7 Apr (NucNet): The US Department of Energy has suspended a number of joint civil nuclear energy projects with Russia because of Russia’s “actions in the Ukraine”, Russian state nuclear energy corporation Rosatom has announced.

Rosatom said in a statement that the move affected “certain joint projects” between the two countries and “specifically refers to a number of scheduled technical meetings on scientific topics”.

Rosatom said it considers this move “a mistake that contradicts the constructive atmosphere that has built up in relations with the US Department of Energy in recent years”.

Nuclear energy requires a responsible and professional approach on the part of all participants in terms of international cooperation, Rosatom said. “Politics should have no place in this field,” the statement said.

The statement added: “Rosatom stresses that any attempts to impose unilateral restrictions in this area will affect the initiators of such moves first.”

In September 2013, Rosatom and the DOE signed an agreement to establish contact between laboratories and institutes in the two countries to carry out research and development in areas of nuclear energy such as fast reactors and fuel irradiation.

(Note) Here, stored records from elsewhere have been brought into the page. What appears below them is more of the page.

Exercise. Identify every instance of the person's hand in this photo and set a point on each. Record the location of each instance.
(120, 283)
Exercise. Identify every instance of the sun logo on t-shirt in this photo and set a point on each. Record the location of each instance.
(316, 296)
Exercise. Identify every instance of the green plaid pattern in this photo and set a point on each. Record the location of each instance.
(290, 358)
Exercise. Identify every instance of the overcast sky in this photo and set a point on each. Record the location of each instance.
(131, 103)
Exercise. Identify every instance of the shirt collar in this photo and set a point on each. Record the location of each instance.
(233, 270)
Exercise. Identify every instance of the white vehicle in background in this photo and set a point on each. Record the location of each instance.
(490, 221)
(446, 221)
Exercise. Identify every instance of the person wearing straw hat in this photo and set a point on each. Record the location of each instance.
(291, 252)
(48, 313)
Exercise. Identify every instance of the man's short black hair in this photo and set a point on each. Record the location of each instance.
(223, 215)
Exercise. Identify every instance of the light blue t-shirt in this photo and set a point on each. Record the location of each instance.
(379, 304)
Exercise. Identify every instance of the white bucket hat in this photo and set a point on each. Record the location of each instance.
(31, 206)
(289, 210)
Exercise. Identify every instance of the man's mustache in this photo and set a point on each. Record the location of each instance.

The DOE said the agreement would complement provisions of the US-Russian Agreement for Cooperation in the Field of Peaceful Uses of Nuclear Energy, which came into force in January 2011 and opened new opportunities to work together on a wide range of issues in this sphere.

Meanwhile, a TNS Gallup survey commissioned by Finnish newspaper Helsingin Sanomat showed that almost 50 percent of Finns do not want Rosatom to build the Hanhikivi-1 nuclear reactor in Finland.

The newspaper said the crisis in Ukraine and Crimea has resulted in Finns having “second thoughts” about the construction of a nuclear power plant using Russian technology.